From the beer to Champagne

A glass for every occasion

Setting the table well is not just an art, but also a gesture of respect towards our guests. Both at home and in the restaurant glasses are often a complication that is easy to solve. Meanwhile, the glasses on the table must always be at least two: one for water and one for wine (or beer). If the menu provides for the combination of more wines to the various courses then the glasses should also be the ones most suitable for tasting the different wines. However on the table more than three glasses cannot be placed, up to four if sparkling wine is also provided.

Shapes and sizes vary according to use, without too binding rules, among the many types of glass to use, here are some tips:


The choice is not easy, it depends on the amount of beer to drink and its body. The most used glasses range from the classic pint to the mug but can also have different shapes and simple cylinder or tulip.


The only glass that has taken a little more freedom is water, which can vary in shape, gender and color.
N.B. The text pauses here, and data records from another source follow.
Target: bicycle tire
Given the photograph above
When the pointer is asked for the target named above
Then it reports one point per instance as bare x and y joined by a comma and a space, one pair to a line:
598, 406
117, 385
Tumblers, that is without stems, and therefore being lower, will be placed in front of all the others.

Wine tasting glass

Distillates, wines, liqueurs … all the tastings are enhanced by the goblet shape, which allows you to fully enjoy the organoleptic characteristics of the drinks.

Young and fresh white or rosé wines do not require glasses that are too large or with a very open mouth to better capture the classic aromas of white wines. A tulip-shaped glass with its particular flare is perfect.

Young red wines can also be tasted in a glass called Renano, with a large belly to enhance the nose aromas.

Aging red wines, characterized by complex aromas, require more “bulging” glasses, such as ballon or Burgundy, to allow oxygenation and perfume development.

Dry sparkling wines (and champagne) require a flûte, a narrower and more closed glass, to allow the development of perlage (the bubbles), and allow a gradual dispersion of their delicate perfumes.

Sweet sparkling wines prefer cup-shaped glasses, to quickly spread their aroma.

For sweet and raisin wines, the glass becomes smaller, called small tulip, also due to the smaller quantity of wine it must contain and the shape is slightly rounded, this is because the aromas concentrate on the nose and the sensation of cloying both attenuated.


Classic champagne glass, it is also used to serve sparkling drinks based on sparkling wine and fresh fruit (Bellini, Mimosa, Bellini, etc.). Its shape enhances the wines, prevents bubbles from being dispersed and the drink warms up through the hands, kept away from the long stem: cocktail glasses with an elegant and functional design.